Saturday, October 4, 2014

Exactly Where I'm At

Going back to school in my thirties has taught me a few things about myself.  I can be a good student.  High school taught me I can pull off being a mediocre student without lifting a finger, college out of high school taught me I can get good grades with my innate intelligence alone, but going to college as a 30-something year old woman has shown me I got study skills coming out of my butt and intelligence to spare.

Fs were commonplace for me in high school.  I loved not living up to my potential-- it was a lot of fun. I had friends who complete the square for me and who gave me notes for a book I didn't read but had to write a report on.  It's a wonder I passed at all, and I lived in perpetual fear that I was going to get kicked out.  No joke.  But it was fun.  I had fun.  And maybe that was short-sighted and myopic, and maybe I'm paying for that now.  I don't care.  I took classes I wanted and enjoyed them!  Novel idea, right?  I took drama twice, photography twice, and won an award at the LCC film festival for the PSA I wrote and edited in tv production.  I lay out in the middle of Konia field with my friends, ate sandwiches in Midkiff.

Since returning to college a couple years ago, I've been a model student with a 4.0 GPA.  That means I've earned As in all my classes, including the ones with which I have a rocky relationship, like Biology and Psychology.  I work hard, I push my way through classes like a bull, I wrestle difficult concepts and make them my bitch.  Because I get As and have a 4.0 GPA and this is what I've come to expect of myself.

This is my last semester at KCC, and I was all set with Ed classes, accelerated Spanish (101 and 102 in one semester!), and a geography lab.  Over the summer, I had a huge burst of confidence in the form of a superawesome English professor and decided I would stick my tongue out at Education and major instead in English.  I dropped my Ed classes and picked up Creative Writing.  I thought Spanish was going to be the problem child this semester, but I was wrong.  This English class is a tangled mess that I can't seem to navigate my way through, even though the assignments are straightforward and easily accomplished.  I spend hours working on a poem or short story, and by hours, I mean hours a day over a span of days, and still I get a grade I'm not happy with.  I bang my head repeatedly against the wall, and if you can believe it, have yet to attain an answer.  What's going on?

It's not so much that I expect to get all As on every assignment, but come on.  The mediocre grade I receive on a poem I put a lot of effort into really does not motivate me, especially when that grade is not accompanied by any notes.  There are no suggestions, no observations, just a number.  What does this number teach me?  That I can put a lot of effort into something, something I can kinda feel proud of, and then get shit on.

So, I'm lacking the ability to stick my middle finger at it today, and it's bumming me out.  It's not just the poem that I've received a weird grade on, but it's the most recent and right now, at the end of a long fucking week, I don't have the strength to protect my heart from the blow.  As an educator, I would never tell my students, "Hey, if you're having trouble reading now, you may as well give up.  You've tried to read this book three times already and you still don't know that word?  Loser."  And that's how this grade makes me feel right now.

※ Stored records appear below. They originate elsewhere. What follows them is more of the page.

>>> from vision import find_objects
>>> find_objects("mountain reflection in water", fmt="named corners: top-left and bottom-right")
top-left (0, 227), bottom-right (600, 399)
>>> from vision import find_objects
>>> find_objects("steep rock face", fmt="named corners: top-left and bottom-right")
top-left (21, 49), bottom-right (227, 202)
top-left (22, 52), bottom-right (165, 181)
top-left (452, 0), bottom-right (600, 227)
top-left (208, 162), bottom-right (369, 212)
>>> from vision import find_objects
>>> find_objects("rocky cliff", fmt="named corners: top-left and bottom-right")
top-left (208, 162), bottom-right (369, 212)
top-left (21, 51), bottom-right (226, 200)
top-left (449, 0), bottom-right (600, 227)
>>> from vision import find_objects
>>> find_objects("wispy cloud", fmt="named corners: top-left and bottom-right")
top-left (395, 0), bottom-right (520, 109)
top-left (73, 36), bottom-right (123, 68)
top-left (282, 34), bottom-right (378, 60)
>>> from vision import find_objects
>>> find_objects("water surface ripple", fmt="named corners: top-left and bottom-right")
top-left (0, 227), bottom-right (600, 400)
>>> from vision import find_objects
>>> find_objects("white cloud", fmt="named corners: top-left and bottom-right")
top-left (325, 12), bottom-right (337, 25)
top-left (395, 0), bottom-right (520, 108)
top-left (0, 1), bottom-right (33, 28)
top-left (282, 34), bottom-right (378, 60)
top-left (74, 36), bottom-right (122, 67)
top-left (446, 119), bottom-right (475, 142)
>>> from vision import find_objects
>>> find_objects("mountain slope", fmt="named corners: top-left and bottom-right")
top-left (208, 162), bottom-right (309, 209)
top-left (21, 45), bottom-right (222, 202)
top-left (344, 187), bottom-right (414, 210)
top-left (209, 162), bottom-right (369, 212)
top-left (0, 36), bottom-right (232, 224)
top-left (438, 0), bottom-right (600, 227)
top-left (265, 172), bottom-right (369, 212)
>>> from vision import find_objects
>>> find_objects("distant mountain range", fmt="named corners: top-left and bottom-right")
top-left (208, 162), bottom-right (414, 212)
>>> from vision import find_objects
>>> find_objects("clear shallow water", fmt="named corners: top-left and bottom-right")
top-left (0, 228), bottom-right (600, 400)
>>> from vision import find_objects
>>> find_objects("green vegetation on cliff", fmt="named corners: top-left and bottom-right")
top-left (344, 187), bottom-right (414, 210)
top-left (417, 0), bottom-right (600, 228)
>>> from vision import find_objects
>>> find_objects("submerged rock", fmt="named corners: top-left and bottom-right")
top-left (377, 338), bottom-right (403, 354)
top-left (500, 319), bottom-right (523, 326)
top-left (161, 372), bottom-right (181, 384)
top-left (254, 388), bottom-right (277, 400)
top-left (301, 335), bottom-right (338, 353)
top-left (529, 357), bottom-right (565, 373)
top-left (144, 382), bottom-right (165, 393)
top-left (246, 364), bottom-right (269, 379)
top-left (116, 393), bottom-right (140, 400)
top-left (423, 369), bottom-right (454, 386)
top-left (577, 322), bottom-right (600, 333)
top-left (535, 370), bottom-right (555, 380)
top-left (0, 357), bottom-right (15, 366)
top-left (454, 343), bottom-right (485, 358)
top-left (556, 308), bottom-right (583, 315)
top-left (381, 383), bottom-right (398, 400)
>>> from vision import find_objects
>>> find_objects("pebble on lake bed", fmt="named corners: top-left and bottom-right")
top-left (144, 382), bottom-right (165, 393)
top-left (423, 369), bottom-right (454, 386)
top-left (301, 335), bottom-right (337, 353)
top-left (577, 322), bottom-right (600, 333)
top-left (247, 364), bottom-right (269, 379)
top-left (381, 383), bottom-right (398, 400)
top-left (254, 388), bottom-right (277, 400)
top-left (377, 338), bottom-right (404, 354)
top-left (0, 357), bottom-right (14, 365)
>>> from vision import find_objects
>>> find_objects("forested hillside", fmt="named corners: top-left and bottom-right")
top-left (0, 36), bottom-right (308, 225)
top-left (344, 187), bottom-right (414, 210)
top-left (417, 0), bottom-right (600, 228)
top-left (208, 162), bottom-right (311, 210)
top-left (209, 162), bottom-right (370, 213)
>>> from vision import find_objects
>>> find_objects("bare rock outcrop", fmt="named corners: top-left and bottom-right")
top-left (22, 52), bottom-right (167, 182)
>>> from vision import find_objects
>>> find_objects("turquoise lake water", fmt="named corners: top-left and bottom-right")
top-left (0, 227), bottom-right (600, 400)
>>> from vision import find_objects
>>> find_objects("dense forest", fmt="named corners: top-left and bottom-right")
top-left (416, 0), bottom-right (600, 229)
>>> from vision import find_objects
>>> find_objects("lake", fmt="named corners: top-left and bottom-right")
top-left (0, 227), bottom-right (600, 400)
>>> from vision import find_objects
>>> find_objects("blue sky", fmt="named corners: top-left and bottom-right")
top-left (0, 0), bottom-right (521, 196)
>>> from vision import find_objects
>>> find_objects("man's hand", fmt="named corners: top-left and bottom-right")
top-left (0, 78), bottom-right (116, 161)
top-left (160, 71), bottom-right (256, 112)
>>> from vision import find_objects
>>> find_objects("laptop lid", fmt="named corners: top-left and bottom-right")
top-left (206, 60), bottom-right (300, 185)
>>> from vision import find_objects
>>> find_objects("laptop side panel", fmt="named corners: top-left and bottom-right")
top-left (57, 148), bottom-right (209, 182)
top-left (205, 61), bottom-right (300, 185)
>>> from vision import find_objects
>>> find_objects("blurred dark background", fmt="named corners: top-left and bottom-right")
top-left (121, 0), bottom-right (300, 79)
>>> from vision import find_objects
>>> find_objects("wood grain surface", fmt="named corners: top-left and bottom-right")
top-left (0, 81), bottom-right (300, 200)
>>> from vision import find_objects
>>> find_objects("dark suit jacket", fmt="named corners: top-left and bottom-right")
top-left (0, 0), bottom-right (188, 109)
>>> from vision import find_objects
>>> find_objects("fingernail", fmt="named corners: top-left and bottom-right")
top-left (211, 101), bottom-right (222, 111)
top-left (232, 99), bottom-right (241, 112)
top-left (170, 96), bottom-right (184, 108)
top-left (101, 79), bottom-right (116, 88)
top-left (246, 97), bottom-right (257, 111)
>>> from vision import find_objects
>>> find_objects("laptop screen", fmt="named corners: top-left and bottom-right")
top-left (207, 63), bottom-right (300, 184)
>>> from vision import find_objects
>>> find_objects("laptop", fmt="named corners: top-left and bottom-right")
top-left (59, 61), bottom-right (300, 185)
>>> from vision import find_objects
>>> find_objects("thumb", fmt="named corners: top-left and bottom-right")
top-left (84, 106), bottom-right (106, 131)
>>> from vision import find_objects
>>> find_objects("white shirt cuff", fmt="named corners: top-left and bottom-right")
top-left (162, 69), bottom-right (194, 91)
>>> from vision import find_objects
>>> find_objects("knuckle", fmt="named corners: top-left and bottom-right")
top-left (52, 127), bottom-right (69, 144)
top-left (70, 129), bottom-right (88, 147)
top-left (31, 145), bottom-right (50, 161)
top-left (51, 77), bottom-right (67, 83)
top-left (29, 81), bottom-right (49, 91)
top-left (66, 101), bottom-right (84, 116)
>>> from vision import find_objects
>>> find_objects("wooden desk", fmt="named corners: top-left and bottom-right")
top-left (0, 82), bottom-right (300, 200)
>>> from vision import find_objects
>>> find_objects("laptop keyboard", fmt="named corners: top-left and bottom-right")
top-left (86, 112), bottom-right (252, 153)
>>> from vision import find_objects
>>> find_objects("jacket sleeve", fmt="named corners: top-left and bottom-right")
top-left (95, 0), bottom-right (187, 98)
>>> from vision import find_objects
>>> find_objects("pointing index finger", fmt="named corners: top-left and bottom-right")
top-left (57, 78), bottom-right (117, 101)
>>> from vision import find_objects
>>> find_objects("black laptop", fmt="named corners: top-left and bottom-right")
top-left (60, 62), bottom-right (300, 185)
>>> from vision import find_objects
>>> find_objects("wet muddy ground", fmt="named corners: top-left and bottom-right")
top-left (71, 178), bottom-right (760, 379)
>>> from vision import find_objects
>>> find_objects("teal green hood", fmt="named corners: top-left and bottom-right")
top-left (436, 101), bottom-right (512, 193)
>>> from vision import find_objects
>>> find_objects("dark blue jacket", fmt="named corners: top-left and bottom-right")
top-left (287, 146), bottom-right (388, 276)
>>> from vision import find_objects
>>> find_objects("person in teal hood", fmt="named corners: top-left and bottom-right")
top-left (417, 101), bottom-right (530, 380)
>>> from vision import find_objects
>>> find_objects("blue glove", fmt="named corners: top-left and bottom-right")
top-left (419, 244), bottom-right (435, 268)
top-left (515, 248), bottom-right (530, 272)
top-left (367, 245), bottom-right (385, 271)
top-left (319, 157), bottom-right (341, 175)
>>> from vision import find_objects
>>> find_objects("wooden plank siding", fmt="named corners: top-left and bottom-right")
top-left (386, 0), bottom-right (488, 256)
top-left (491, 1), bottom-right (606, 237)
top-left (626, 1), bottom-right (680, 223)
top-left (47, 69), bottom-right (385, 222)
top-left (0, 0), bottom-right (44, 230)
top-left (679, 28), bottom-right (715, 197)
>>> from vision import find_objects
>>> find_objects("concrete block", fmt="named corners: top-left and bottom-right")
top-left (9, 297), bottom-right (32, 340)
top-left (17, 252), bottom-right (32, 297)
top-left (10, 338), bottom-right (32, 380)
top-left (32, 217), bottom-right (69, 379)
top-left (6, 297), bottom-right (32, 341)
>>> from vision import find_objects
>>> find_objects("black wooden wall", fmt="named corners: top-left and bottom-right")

Why am I telling you this?

Because I've decided I don't care.  I remember playing in the middle of Konia field with toys Lani Girl stole, people giving us confused looks because Konia field is only good for walking across.  I remember spending hours in Midkiff basement, sewing together our AIDS PSA.  I remember giving oral book reports to Dr. Whiting for Independent Reading and quoting poetry to Mr. Slagel in the halls of Konia.  School was fun!  Learning was fun! And I had teachers who also seemed to appreciate the fact that I enjoyed their subjects even if I didn't score the best grades or, you know, always complete the assignments.

I'm telling you this because instead of trying to write for my teacher so that I can get that fucking A, I'm going to keep writing for me.  Because I can't make him happy with my writing, and writing to try to suit him doesn't make me happy.  It's not that I don't think I can't learn anything from him-- there's much I can learn and I'm sure he's quite knowledgable and talented.  But it doesn't feel right to me.  I feel like I'm bending in uncomfortable ways simply to meet someone else's criteria only to fail at it.  It's depressing and ends with me hiding myself away in my dark room watching depressing movies about kids falling in love only to be torn apart by cancer.  And dying of cancer.  Because I don't necessarily want to be cheered up, I just need to remind myself that there are bigger problems out there.

I'm telling you this because I'm making a pledge to myself and to you.  From here on, I'll write to complete my assignments, but I'm going to do it my way.  I'm going to listen to my stomach and heart and whatever other body parts screaming at me.  I'm going to write for me.  And granted, that might not even be the best idea, I don't know, I'm no expert.  I just want to be happy and do what makes me happy.